Terraform AWS & EMR run : VPC destruction issue

I have a Terraform project deploying VPC, buckets, lambdas and databases. One of my lambda creates an EMR cluster using the boto3 Python lib.

s3 = boto3.client('s3')
session = boto3.session.Session()
client = session.client('emr', region_name=os.environ['region'])
job_id = client.run_job_flow(
            Name=os.environ['emr_name'],
            LogUri=os.environ['log_dir'],
            Instances={
                'MasterInstanceType': os.environ['master_instance'],
                'SlaveInstanceType': os.environ['slave_instance'],
                'InstanceCount': int(os.environ['slave_instances_count']),
                'Ec2SubnetId': os.environ['ec2_subnet_id']
            },
            ReleaseLabel='emr-5.13.0',
            Applications = [
                {'Name': 'Hadoop'},
                {'Name': 'Hive'},
                {'Name': 'Spark'}
            ],
            Steps=[
              my steps...
            ],
            BootstrapActions=[
                 ...
            ],
            ServiceRole='EMR_DefaultRole',
            JobFlowRole='EMR_EC2_DefaultRole',
            VisibleToAllUsers=True
        )

Everything works well, I'm satisfied.

But when I go for the terraform destroy command, it fails to delete the VPC Terraform created (fails on timeout).
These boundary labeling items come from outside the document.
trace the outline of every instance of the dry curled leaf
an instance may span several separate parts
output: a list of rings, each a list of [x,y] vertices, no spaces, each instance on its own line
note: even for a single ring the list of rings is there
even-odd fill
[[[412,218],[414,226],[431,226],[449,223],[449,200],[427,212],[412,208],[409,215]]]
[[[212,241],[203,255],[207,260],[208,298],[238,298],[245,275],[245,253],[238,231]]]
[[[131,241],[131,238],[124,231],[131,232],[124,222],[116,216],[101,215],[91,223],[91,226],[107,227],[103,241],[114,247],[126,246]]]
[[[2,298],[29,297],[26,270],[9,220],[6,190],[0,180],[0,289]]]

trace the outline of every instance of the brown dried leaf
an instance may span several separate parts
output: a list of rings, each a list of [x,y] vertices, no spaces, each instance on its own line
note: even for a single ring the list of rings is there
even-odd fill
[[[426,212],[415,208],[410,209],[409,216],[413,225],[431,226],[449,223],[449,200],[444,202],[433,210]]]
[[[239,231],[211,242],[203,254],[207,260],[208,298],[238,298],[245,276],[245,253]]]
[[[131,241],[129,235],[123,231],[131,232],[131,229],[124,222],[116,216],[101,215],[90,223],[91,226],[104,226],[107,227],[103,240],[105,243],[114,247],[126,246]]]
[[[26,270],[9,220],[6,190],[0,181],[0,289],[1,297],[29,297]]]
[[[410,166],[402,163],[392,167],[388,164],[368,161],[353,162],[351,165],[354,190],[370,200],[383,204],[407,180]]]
I guess this is due to the 2 Security Groups created for the EMR run. Terraform is not aware of them and hence cannot delete the VPC because the 2 SG are in this VPC.

Having a look on the AWS web console, I can see the 2 SG :

sg-xxxxxxx
ElasticMapReduce-slave
eouti-vpc
Slave group for Elastic MapReduce created on <date>

sg-xxxxxxx
ElasticMapReduce-master
eouti-vpc
Master group for Elastic MapReduce created on <date>

How can I solve it ? Should Terraform create these SG ? What would you advice?

Cheers

Solution

When building Terraform that interfaces with other components (such as using direct API calls, or another Terraform run sharing info with terraform_remote_state), you have to be aware of dependencies between the different components. It's an art to determining where the separation belongs, much like writing other types of software.

In the documentation for run_job_flow(**kwargs), it looks like you can pass in the several types of security groups:

'EmrManagedMasterSecurityGroup': 'string',
'EmrManagedSlaveSecurityGroup': 'string',
'ServiceAccessSecurityGroup': 'string',
'AdditionalMasterSecurityGroups': [
    'string',
],
'AdditionalSlaveSecurityGroups': [
    'string',
]

I'm not sure how these security groups are being created for you now (the docs don't mention creating temp security groups, and it's odd that if they did then they would be left hanging around afterwards), but it seems logical to do all of your networking in Terraform and then output those IDs for consumption by your Lambda. This is the method Krishna mentioned.

I like this because it encapsulates the networking infrastructure in 1 place (Terraform), and has clear inputs/outputs to code that uses that resource (your run_job_flow Lambda).

There doesn't seem to be strong need to create temporary security groups, but if you did I would create/destroy them in boto around your existing code. It depends if you feel that the security groups are part of the networking infrastructure, or part of the job. That should guide where you create/destroy them.